On September 22, 2021, newly-appointed Chair Lina Khan released a statement outlining her strategic priorities and operational objectives for the Federal Trade Commission. Her initiative to strengthen merger enforcement and increase scrutiny of dominant firms comes in response to what she called “increasingly systemic” market power across the U.S. economy.  

Chair Khan identified five key principles that she argues should animate the agency’s approach to its enforcement mission. They are:

  • “Broadening” the FTC’s analytical “frame” by taking “a holistic approach to identifying harms, recognizing that antitrust and consumer protection violations harm workers and independent businesses as well as consumers.” 
  • Focusing enforcement efforts on structural incentives that enable unlawful conduct, in particular conflicts of interest, anticompetitive business models, and structural dominance.
  • Investing in a more rigorous and empiricism-driven approach to assessing market behaviors and business practices, in particular by taking a more interdisciplinary approach and employing a greater range of analytical tools.
  • Acting to forestall rather than rectify anticompetitive conduct by “tackling problems at their inception,” with particular attention to next-generation technologies, innovations, and nascent industries and by intervening before anticompetitive practices tip markets or become widely adopted.
  • Pursuing an enforcement agenda that “shapes the distribution of power and opportunity across our economy” to address “real problems that Americans are facing in their daily lives.”
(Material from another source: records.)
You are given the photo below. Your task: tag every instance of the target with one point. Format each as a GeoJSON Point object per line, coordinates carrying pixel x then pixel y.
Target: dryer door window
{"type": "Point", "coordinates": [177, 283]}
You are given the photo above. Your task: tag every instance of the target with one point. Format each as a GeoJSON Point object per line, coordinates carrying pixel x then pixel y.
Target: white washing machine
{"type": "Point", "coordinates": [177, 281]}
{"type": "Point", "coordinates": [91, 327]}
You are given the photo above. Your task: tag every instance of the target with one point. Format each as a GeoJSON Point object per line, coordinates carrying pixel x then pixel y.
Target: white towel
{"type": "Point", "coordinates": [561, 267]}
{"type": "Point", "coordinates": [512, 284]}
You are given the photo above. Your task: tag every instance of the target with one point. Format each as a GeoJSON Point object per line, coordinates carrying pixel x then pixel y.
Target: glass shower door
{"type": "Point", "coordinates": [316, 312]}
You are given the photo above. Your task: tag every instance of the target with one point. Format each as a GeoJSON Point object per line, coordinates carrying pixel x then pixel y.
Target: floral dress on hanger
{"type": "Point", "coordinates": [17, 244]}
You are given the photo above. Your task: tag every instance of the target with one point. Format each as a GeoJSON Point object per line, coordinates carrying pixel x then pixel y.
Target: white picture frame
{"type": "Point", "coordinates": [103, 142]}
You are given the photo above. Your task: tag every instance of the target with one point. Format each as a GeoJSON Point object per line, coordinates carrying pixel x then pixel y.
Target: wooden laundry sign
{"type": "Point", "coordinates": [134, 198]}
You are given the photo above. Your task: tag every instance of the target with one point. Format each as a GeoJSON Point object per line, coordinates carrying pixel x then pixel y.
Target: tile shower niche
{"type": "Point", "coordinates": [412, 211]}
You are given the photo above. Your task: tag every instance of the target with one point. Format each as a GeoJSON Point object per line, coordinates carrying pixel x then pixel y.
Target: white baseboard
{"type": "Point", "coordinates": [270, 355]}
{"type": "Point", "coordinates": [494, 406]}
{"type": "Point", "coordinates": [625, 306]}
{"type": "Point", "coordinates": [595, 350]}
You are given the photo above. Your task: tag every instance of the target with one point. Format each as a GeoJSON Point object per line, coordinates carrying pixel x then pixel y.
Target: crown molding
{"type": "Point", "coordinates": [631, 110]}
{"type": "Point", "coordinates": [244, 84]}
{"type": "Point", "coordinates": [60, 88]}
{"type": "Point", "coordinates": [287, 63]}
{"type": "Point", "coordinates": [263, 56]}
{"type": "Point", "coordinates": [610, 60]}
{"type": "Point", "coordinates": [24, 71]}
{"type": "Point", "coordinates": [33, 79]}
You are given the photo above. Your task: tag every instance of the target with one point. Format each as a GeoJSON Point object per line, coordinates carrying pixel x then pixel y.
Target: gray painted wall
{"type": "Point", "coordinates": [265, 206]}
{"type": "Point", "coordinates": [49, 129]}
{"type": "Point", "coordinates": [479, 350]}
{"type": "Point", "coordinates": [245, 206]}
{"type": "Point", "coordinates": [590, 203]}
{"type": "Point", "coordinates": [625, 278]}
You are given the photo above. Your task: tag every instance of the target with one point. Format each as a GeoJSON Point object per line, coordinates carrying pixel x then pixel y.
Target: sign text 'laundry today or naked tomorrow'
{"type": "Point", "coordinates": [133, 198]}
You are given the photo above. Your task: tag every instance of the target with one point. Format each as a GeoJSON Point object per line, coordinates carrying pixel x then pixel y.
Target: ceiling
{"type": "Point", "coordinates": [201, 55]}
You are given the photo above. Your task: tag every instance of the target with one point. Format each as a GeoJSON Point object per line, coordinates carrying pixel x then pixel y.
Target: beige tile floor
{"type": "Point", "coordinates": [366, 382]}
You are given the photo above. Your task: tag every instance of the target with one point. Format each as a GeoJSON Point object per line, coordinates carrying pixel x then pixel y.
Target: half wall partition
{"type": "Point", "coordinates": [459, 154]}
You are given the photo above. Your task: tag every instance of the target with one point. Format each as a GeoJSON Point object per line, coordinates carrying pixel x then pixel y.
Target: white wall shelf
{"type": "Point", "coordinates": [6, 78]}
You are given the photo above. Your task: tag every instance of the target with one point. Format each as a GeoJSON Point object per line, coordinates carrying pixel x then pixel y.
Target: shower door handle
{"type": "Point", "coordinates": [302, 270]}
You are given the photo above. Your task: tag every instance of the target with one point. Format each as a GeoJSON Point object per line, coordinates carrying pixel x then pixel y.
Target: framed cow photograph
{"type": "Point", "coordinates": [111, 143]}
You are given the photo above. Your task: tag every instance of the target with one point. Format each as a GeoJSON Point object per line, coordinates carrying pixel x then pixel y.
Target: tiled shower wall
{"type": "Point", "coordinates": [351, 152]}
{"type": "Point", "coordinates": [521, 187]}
Taken together, these five key principles seem designed to implement the “New Brandeisian” agenda featured in Ms. Khan’s previous writings and those of like-minded academics such as Tim Wu, who is currently serving as the Special Assistant to the President for Technology and Competition Policy.  Khan and Wu and other progressives have argued that the consumer welfare standard, which has governed antitrust enforcement for the last forty years, has focused too narrowly on the effect of conduct on the price consumers pay for goods and services.  They have argued instead for a more multifaceted approach that seeks to reduce economic concentration and thereby serves other progressive goals, such as reducing wealth inequality and the political influence of large companies. 

It remains to be seen how the agency will apply this broader analytical framework in practice and what effect it will have on its review of proposed mergers and on the types of conduct it seeks to prohibit as “unfair methods of competition” under Section 5 of the FTC Act.  Chair Khan did, however, identify four “policy priorities” she believes the FTC should focus on.  They are:

  • Revising the merger guidelines to rectify what she characterized as “a somewhat narrow and outdated framework for assessing mergers;” 
  • Deterring unlawful transactions to avoid wasting agency resources on facially illegal deals; 
  • Targeting abusive “gatekeepers and dominant middlemen,” terms that commonly refer to the entrenched Big Tech platforms, and private equity and investment vehicles that “strip productive capacity and facilitate unfair methods of competition,” particularly those that prey on marginalized communities; and 
  • Addressing restrictive contract provisions imposed by dominant firms, such as non-compete provisions in employment contracts, restrictions on a customer’s right to repair products, and exclusionary clauses that disadvantage consumers, workers, franchisees, and other market participants.

The first two priorities signal that under Chair Khan’s leadership, the FTC is likely to challenge mergers it might not have challenged in the past.  The other two priorities help to identify the types of conduct on which the FTC is likely to focus its enforcement program.  Companies that feel they are the victims of abusive conduct by Big Tech platforms that act as gatekeepers should, therefore, consider sharing their concerns with the FTC.  Companies that use any of the types of restrictive contact provisions identified in the last priority should review those provisions with their antitrust counsel.

In addition to these general principles and priorities, Khan also established three operational goals for the FTC. They are:

  • Improving coordination between the agency’s competition and consumer protection bureaus to shed light on the common causes of antitrust and consumer protection violations. 
  • Expanding the FTC’s regional footprint to take advantage of a larger pool of enforcement staff to increase diversity, improve local community ties, and develop greater expertise with certain local economies.  
  • Broadening the FTC’s institutional skillset by hiring additional technologists, data analysts, financial analysts, and experts from outside disciplines.

These three goals all seem to be sensible ways to improve the FTC’s operational capabilities.  Expanding the FTC’s regional footprint and broadening its institutional skillset will both require, however, that Congress appropriate the additional necessary funds.